I remember it so well when I first figured out that the days of the week were actually a system. I was in Primary 1.
For the longest time, I used to wonder how people decided what day it was. Like, how did everybody agree that today should be Sunday? Was there a secret meeting at night that I kept missing? (It sounds funny now, but I actually tried staying up late a few times to join this mysterious “meeting.” Sadly, I always slept off.)
If you asked me, “What day is today?” I’d just guess, and I’d mostly get it wrong. Some even called me olodo.
Then one day I decided to really pay attention. To study the days as they came.
Saturday became my benchmark. That one I was sure of. No school. Then I discovered Friday came just before it. The only school day we closed at 1pm. Sunday came right after Saturday because that’s when we went to church.
And Monday? Monday was the fresh one. The beginning. The restart. Till today, I still believe Monday is the first day of the week, no matter what anybody says.
But Tuesday, Wednesday, and Thursday? Pure confusion. That was the ghetto. The real struggle. I spent about three or four weeks doing my personal experiment to figure them out. I can’t even remember exactly how I cracked it, but I did sha. That’s when I realised the days are actually a cycle.
PS: That Solomon Grundy rhyme almost scattered my brain.
See ehn, the only days I attended events like weddings or burials with my family were Saturdays, the day we didn’t go to school. But Solomon Grundy got married on a Wednesday?
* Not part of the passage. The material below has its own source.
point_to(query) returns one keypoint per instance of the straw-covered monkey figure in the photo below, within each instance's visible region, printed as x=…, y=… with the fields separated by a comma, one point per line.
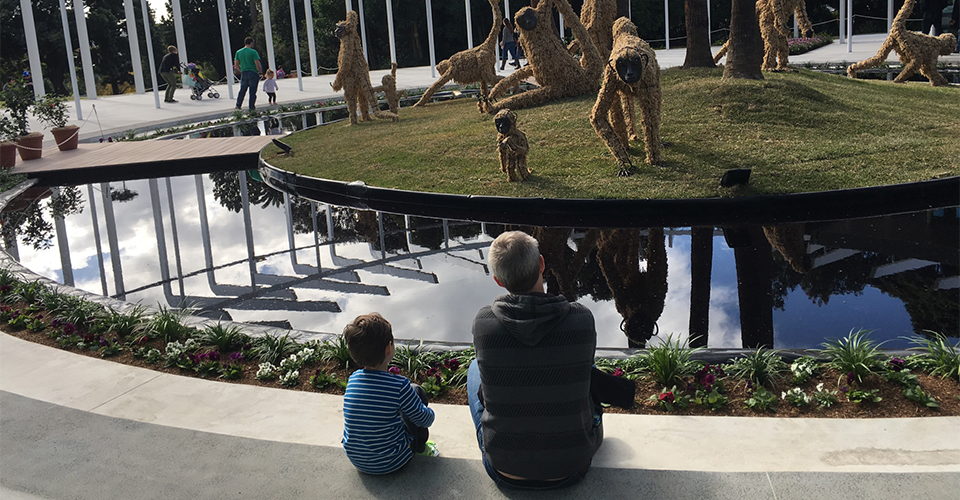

For a while, I concluded that Saturday must be Wednesday. And the scariest part? I lowkey started watching Saturdays closely, half-expecting to hear news that someone had died, just to match the Solomon Grundy cycle.
Quite a crazy experience, but here I am. Nowadays it’s different. It’s some grown-up shii we’re handling. Heart cut, heart through. Thank God always for the thought process and for regulating the emotions!